Assuming at some point your code does something like:
int a = snums[2*threadIdx.x]; // this would access every even location
the above line of code would generate an access pattern with 2-way bank conflicts. 2-way bank conflicts means the above line of code takes approximately twice as long to execute as the optimal no-bank-conflict line of code (depicted below).
If we were to focus only on the above line of code, the obvious approach to eliminating the bank conflict would be to re-order the storage pattern in shared memory so that all of the data items previously stored at snums[0], snums[2], snums[4] ... are now stored at snums[0], snums[1], snums[2] ... thus effectively moving the "even" items to the beginning of the array and the "odd" items to the end of the array. That would allow an access like so:
int a = snums[threadIdx.x]; // no bank conflicts
However you have stated that a calculation neighborhood is important:
Function f(x) acts on the local neighborhood of the given number x,...
So this sort of reorganization might require some special indexing arithmetic.
On newer architectures, shared memory bank conflicts don't occur when threads access the same location but do occur if they access locations in the same bank (that are not the same location). The bank is simply the lowest order bits of the 32-bit index address:
snums[0] : bank 0
snums[1] : bank 1
snums[2] : bank 2
...
snums[32] : bank 0
snums[33] : bank 1
...
(the above assumes 32-bit bank mode)
This answer may also be of interest
What is a bank conflict in devices with 2.x devices? As I understand the CUDA C programming guide, in 2.x devices, if two threads access the same 32 bit word in the same shared memory bank, it does not cause a bank conflict. Instead, the word is broadcasted. When the two threads write the same 32 bit word in the same shared memory bank, then only one thread succeeds.
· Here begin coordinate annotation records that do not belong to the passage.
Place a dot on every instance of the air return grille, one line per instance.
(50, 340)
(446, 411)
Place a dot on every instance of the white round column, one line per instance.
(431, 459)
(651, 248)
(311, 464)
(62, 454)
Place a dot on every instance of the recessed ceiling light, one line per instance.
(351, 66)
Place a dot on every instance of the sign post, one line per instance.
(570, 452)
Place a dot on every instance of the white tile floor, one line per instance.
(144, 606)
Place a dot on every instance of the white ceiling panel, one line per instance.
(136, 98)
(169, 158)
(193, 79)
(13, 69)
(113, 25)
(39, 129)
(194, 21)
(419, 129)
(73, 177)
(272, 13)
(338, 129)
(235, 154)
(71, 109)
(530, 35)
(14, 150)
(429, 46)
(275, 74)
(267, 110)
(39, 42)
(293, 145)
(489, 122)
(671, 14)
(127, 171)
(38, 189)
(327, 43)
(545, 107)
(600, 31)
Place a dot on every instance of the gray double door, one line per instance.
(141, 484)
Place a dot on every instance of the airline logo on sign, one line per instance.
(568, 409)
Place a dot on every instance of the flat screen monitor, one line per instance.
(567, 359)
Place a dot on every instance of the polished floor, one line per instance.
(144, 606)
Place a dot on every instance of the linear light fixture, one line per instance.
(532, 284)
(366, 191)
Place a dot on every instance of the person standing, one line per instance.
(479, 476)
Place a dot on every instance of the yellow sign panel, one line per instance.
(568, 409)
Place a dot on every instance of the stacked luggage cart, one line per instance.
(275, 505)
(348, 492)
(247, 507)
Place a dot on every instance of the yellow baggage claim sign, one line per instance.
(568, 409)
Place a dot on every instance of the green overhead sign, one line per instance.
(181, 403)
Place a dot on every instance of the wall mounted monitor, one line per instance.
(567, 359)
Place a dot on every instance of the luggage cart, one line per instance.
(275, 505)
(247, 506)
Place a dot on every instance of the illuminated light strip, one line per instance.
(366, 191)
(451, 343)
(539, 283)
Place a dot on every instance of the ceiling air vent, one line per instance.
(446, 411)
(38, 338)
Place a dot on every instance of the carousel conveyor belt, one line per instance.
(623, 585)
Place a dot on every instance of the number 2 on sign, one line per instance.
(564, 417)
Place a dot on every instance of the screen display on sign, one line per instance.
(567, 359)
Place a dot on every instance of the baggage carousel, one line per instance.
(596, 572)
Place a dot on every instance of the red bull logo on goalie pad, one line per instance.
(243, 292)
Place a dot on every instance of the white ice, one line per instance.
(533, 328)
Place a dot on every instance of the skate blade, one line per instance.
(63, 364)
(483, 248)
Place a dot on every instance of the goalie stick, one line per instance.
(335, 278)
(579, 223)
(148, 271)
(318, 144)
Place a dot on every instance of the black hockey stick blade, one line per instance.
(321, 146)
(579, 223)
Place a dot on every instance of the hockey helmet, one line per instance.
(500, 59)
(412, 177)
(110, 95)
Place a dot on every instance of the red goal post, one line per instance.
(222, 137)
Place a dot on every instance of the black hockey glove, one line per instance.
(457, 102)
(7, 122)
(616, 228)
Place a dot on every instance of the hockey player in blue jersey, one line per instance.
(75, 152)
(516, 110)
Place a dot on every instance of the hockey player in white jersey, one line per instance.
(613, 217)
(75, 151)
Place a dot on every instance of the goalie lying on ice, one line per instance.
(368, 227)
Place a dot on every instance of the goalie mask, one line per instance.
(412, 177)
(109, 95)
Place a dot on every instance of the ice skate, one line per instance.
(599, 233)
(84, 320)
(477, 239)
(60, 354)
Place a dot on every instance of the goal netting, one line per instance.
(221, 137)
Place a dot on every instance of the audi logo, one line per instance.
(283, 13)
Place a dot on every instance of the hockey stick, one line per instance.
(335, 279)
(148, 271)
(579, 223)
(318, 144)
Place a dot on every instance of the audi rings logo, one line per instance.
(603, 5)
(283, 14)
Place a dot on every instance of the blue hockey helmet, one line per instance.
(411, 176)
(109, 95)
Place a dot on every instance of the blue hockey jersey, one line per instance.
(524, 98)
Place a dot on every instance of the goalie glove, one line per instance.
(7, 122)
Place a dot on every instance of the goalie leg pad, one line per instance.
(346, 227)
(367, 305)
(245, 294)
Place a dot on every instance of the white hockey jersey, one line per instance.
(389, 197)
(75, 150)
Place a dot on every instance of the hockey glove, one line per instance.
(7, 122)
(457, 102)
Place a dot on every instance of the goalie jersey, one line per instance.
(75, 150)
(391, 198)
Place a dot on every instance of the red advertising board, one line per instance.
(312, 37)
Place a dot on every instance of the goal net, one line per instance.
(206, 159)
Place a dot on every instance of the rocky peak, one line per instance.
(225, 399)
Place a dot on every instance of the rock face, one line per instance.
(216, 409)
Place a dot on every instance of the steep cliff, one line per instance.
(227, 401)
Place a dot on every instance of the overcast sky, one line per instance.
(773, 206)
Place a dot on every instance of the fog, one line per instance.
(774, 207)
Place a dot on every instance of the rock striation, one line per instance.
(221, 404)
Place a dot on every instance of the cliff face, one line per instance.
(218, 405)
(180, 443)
Since on-chip memory is 64 KB (48 KB for shared memory and 16 KB for L1, or vice versa), and it is organized in 32 banks, I am assuming that each bank consists of 2 KB. So I think that bank conflicts will arise if two threads access two different 32 bit words in the same shared memory bank. Is this correct?
Your description is correct. There are many access patterns that can generate bank conflicts, but here's a simple and common example: strided access.
__shared__ int smem[512];
int tid = threadIdx.x;
x = smem[tid * 2]; // 2-way bank conflicts
y = smem[tid * 4]; // 4-way bank conflicts
z = smem[tid * 8]; // 8-way bank conflicts
// etc.
Bank ID = index % 32, so if you look at the pattern of addresses in the x, y, and z accesses, you can see that in each warp of 32 threads, for x, 2 threads will access each bank, for y, 4 threads will access each bank, and for z, 8 threads will access each bank.